Lost in translation – Supporting BAME communities during the COVID crisis and beyond

When the news broke back in April that initial data recorded from UK hospitals indicated that BAME individuals were disproportionality affected by COVID-19, there was a sense of uneasiness in the language industry. As an industry which works with many BAME communities, these statistics were worrying.

Data recorded from the first 2,000 patients diagnosed in the ICU showed that 35% were of non-white ethnicity, nearly triple the 13% proportion in the UK population on a whole.

Now, two months on, more information has come to light as Public Health England released a draft of their second review on the subject in the same number of months.
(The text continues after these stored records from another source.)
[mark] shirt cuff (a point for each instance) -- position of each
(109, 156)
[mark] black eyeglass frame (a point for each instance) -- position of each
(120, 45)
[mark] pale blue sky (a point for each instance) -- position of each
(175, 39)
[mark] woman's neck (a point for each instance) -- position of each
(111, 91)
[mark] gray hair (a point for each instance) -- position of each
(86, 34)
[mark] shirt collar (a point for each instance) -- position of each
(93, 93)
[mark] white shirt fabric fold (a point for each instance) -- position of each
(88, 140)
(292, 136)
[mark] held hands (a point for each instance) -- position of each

Sadly, this review has pointed towards discrimination as a factor in the disparity in the death rate in the UK.

The language industry has the opportunity to make a huge, positive, impact on the future health and safety of BAME communities. With Dr Chaand Nagpul, chair of the BMA, questioning whether enough was being done to support these communities with document translation, the role the industry must play is clear.

Can Document Translation Save Lives?

In a bid to combat the disparity in infection rates and to reach out to these communities, we have created a resource containing translated versions of essential guidance on COVID-19 in our most requested languages. This resource covers many topics, but is not limited to:

The guidance for households with possible COVID-19 infection and how to isolate is particularly valuable in this case, as housing surveys carried out over the past decade have indicated that over-crowding of households is notably prevalent in various BAME communities which appears to lead to increased rates of infection.
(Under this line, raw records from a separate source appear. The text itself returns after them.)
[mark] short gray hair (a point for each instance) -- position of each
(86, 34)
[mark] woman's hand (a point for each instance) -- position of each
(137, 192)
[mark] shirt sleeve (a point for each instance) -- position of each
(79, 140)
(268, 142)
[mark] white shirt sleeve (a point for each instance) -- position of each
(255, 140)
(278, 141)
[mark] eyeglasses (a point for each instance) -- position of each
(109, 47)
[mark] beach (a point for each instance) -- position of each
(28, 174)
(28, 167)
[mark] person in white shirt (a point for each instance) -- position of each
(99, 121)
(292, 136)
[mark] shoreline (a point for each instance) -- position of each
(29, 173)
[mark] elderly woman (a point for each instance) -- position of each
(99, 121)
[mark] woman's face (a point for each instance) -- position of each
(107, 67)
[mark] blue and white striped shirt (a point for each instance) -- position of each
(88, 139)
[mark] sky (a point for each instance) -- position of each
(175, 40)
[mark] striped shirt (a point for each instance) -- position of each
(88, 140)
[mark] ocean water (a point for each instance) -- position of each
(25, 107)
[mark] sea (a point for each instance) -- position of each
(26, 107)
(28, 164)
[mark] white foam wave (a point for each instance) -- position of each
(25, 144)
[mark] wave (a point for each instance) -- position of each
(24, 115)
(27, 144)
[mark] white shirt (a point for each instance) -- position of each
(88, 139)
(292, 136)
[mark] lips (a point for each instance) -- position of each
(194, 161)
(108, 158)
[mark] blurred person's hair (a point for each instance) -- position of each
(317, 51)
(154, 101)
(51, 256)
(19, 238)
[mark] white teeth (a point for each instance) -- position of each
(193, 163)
Translation of speciality documents isn’t the only thing that we have offered during the crisis to support BAME communities.

  • Same-day document translation is available in our core languages, allowing important information to be sent out to patients urgently.
  • Unlimited 24/7 access to remote interpreting services meaning non-English speaking service users can access emergency assistance in a crisis.
  • Continued availability of face to face interpreters, as we understand the necessity of using an in-person interpreter should the situation call for it.

Beyond COVID-19, there is a well-documented history of ethnicity as a risk factor for heart disease, high blood pressure, and diabetes. The continued support of the language industry by translating documentation, information leaflets, and advertisements is essential in ensuring no community is left marginalised by health and social care.

Here at Word360, we have always been advocates for inclusivity and accessibility within the NHS and social care settings. Providing communication support has been at the heart of the company since the beginning, and the support we offer to BAME and non-English speaking communities will continue during the COVID crisis and far beyond.